Et les choses ne sont pas près de s’améliorer, comme l’expliquait John de la Bulex avant que nous le quittions. “Bruxelles s’apprête à vivre une ère glacière en terme de soirées. On attend plus de 200 000 personnes en plus dans les cinq années à venir, sans que la ville ne puisse s’étendre [NDLR : pour des raisons politiques sombres, liées au communautarisme flamand].”

Les revendications politiques d’une Flandre qui ne veut pas voir grandir Bruxelles mèneront sans conteste à une pression démographique, dont la nuit bruxelloise fera un jour les frais. Les quelques collectifs comme Deep in House, Catclub ou la Bulex risquent bien d’en payer le prix fort dans leur quête du lieu idéal. Mais au jeu du chat et de la souris, n'est-ce pas cette dernière qui a toujours un tour d'avance ?

L’heure de la révolte doit sonner


Pour notre dernière étape, nous avons choisi de nous arrêter dans l’un des temples du digging bruxellois : Doctor Vinyl. Nous y rencontrons Geert, le co-réalisateur du documentaire The Sound Of Belgium, qui nous reçoit entre deux spinnings.

 

Selon lui, la nouvelle génération n’a pas eu l’habitude de se battre et le Bruxellois en est ressorti moins créatif. “J’ai habité à Londres au début des années 90 et j’ai connu des raves où les flics courraient après tout le monde. Ici, on n’a jamais dû se battre pour faire la fête et maintenant qu’on nous met des bâtons dans les roues, on a tendance à se laisser faire.”

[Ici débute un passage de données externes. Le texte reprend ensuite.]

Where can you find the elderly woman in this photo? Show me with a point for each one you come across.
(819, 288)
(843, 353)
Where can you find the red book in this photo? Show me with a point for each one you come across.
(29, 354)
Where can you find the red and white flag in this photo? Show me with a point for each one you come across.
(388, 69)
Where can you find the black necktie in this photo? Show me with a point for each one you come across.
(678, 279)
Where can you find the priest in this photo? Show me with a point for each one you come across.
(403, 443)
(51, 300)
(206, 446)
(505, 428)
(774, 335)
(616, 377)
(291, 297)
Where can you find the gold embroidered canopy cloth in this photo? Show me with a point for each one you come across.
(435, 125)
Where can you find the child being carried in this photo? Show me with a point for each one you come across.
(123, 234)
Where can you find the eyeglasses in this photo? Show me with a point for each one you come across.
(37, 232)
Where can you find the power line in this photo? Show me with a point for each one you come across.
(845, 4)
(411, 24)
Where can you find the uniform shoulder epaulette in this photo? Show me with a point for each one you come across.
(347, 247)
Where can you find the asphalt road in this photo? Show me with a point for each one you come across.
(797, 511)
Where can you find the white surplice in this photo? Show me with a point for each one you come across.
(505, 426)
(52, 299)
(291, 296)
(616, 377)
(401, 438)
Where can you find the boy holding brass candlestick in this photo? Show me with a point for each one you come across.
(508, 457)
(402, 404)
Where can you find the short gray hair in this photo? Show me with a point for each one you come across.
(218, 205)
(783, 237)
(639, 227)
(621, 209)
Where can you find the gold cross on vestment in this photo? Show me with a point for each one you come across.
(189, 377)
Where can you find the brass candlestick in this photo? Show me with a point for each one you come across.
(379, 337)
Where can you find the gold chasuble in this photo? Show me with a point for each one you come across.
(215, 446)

Et contrairement à Paris, sortir du centre-ville pour investir une occupation précaire est un défi risqué pour les organisateurs. Avec un public habitué à sortir dans le centre, il est difficile de les convaincre que les meilleures soirées se dérouleront aux abords de Bruxelles.

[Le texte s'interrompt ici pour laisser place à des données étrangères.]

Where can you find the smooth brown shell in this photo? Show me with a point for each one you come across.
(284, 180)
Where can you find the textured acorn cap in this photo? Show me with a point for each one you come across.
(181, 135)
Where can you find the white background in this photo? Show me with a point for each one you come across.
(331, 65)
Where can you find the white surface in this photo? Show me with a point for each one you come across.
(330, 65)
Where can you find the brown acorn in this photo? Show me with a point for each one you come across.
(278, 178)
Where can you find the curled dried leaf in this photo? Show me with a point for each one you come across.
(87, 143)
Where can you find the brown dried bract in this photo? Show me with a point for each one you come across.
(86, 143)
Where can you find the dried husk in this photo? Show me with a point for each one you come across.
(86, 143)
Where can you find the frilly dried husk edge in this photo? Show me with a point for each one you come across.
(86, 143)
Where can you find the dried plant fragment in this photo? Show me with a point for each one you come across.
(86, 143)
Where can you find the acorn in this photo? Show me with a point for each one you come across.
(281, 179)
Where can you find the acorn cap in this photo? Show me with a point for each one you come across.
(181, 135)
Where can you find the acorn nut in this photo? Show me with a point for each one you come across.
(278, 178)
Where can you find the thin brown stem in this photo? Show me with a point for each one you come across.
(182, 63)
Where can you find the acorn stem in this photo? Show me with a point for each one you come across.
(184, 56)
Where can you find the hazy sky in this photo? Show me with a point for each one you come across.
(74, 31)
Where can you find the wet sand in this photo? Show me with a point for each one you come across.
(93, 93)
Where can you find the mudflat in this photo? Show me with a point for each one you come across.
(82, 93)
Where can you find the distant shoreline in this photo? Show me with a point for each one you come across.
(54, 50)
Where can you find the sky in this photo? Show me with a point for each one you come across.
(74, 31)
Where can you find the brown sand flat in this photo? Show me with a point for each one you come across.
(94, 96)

La nouvelle génération issue de l’époque minimale techno des années 2000 n’a donc jamais eu à se révolter pour réclamer ses droits de teufeur. Mais qu’en est-il de la génération new beat ? “Ils se sont assagis et ont acheté maison et une voiture”, nous dit Geert.

The Sound of belgium

©DR

Loin de s’arrêter à la critique, Geert envisage l'avenir plus sereinement. “Tout ça va renaître, il faut juste que les gens recommencent à bouillonner et que quelqu’un dise “fuck off”La nouvelle génération a la capacité de le faire. Un jour, je suis persuadé que les Parisiens reviendront faire la fête à Bruxelles.”

Comme après une soirée trop arrosée, Bruxelles a du mal à se réveiller. Après trente ans passés à faire la fête en avance sur son temps, il semble que Bruxelles s’essouffle doucement. Il importe peu ici de trouver le ou les coupables, mais bien de chercher les gens capables d’entretenir cette flamme jusqu’à la prochaine génération. Brel ne chantait-t-il pas déjà, au lendemain de la décennie d’euphorie qui a envahi Bruxelles après la libération de l’occupation allemande : “C’était au temps où Bruxelles chantait, c’était au temps où Bruxelles bruxellait !” ?

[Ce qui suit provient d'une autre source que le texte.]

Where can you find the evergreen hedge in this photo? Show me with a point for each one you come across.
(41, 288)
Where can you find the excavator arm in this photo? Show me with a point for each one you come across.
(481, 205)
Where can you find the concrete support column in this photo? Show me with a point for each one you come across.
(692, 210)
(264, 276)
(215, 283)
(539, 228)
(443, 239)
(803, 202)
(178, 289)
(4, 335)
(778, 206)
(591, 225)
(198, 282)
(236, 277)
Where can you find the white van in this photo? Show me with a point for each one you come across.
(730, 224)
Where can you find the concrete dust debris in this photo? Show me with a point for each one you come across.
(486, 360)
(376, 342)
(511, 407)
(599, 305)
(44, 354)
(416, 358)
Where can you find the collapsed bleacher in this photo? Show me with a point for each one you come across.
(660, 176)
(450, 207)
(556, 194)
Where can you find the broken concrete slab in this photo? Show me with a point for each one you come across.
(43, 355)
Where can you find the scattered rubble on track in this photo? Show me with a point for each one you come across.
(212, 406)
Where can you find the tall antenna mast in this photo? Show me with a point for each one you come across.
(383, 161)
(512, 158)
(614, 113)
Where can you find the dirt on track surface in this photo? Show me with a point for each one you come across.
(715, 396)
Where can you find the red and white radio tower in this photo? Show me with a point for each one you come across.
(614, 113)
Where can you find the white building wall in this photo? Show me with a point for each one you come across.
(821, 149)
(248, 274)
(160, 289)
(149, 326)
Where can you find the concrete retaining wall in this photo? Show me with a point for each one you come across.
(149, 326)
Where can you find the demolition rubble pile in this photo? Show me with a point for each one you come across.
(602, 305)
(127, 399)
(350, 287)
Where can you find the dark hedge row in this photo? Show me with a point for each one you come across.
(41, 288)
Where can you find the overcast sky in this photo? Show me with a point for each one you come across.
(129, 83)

Il ne s’attendait certainement pas à l’intensité de l'explosion new beat qui marquera la Belgique entière, allant même jusqu'à s'inscrire dans ses gènes et dans son patrimoine. Mais faudra-t-il aussi attendre trente ans pour voir une nouvelle génération affronter les interdits ? Geert avance avec le sourire “qu’il faut tout détruire pour mieux reconstruire”. Une chose est sûre : si longue la gueule de bois soit-elle, on en ressort toujours avec l’envie de faire la fête.